Tags: Job Search · Off-the-Wall

8 responses so far ↓

  • 1 Dedalia // Sep 10, 2011 at 11:00 am

    Great tips for securing an interview from submitting an app online! Very helpful!

  • 2 Madison Hrdlicka // Sep 13, 2011 at 11:22 am

    Great post! Very helpful. If you do receive an automated response, however, how much longer than a week would you suggest waiting to follow up?

  • 3 Culpwrit // Sep 13, 2011 at 7:59 pm

    Most companies prefer no follow-up contact; your resume is all they want to see. If you’re the anxious type, I recommend waiting 10 days to two weeks before following up if you’re responding to a just-posted opening–sooner if the job posting is older.

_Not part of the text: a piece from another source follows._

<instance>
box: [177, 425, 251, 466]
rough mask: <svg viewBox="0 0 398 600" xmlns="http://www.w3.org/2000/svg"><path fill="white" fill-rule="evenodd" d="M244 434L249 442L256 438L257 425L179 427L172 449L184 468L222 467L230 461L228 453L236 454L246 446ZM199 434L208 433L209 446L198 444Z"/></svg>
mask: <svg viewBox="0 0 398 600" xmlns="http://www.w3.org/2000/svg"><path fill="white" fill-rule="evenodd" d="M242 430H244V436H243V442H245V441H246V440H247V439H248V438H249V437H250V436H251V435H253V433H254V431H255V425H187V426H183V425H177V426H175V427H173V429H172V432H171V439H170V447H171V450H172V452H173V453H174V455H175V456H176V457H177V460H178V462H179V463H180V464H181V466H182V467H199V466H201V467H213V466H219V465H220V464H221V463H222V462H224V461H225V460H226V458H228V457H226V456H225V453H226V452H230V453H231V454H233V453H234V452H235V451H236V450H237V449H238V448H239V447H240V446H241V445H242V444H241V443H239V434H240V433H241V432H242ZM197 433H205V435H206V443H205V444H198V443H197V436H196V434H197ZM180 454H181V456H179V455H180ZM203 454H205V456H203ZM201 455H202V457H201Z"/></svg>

  • 4 Brynne // Sep 14, 2011 at 11:10 am

    How do you feel about emailing your resume to a company that is not advertising any open positions, because you are interested in working there? If this is okay, who should you contact?

  • 5 Culpwrit // Sep 14, 2011 at 12:53 pm

    Brynne: Sending “cold-call” resumes to companies isn’t normally very productive. However, it certainly doesn’t hurt to send resumes to organizations that are known to hire people throughout the year. Call the firm to determine who is responsible for recruiting and/or human resources. I’ve actually heard of people landing jobs through this method because their resume happens to land on the right desk at the right time. Odds aren’t great, but in this job market, it’s worth the effort. Good luck.

  • 6 Molly // Sep 14, 2011 at 7:00 pm

    This past week in one of my PR classes we were discussing signature lines on e-mails. In your opinion, what is too much to include in a signature line of a follow up e-mail to an application?

  • 7 Culpwrit // Sep 14, 2011 at 7:16 pm

    Molly: No rules on signature lines, but don’t use it to restate what’s said in the cover letter. For instance, I’ve seen signature lines mention college, graduation date, PRSSA and sorority titles–all of which are detailed in the cover letter. Keep your cover letter short and sweet, and don’t repeat yourself in the signature line.

  • 8 Karissa // Sep 15, 2011 at 10:38 am

    This is an issue that I’ve been thinking about for awhile as I am in the midst of a job hunt. Thanks for the tips! Hopefully they help me out!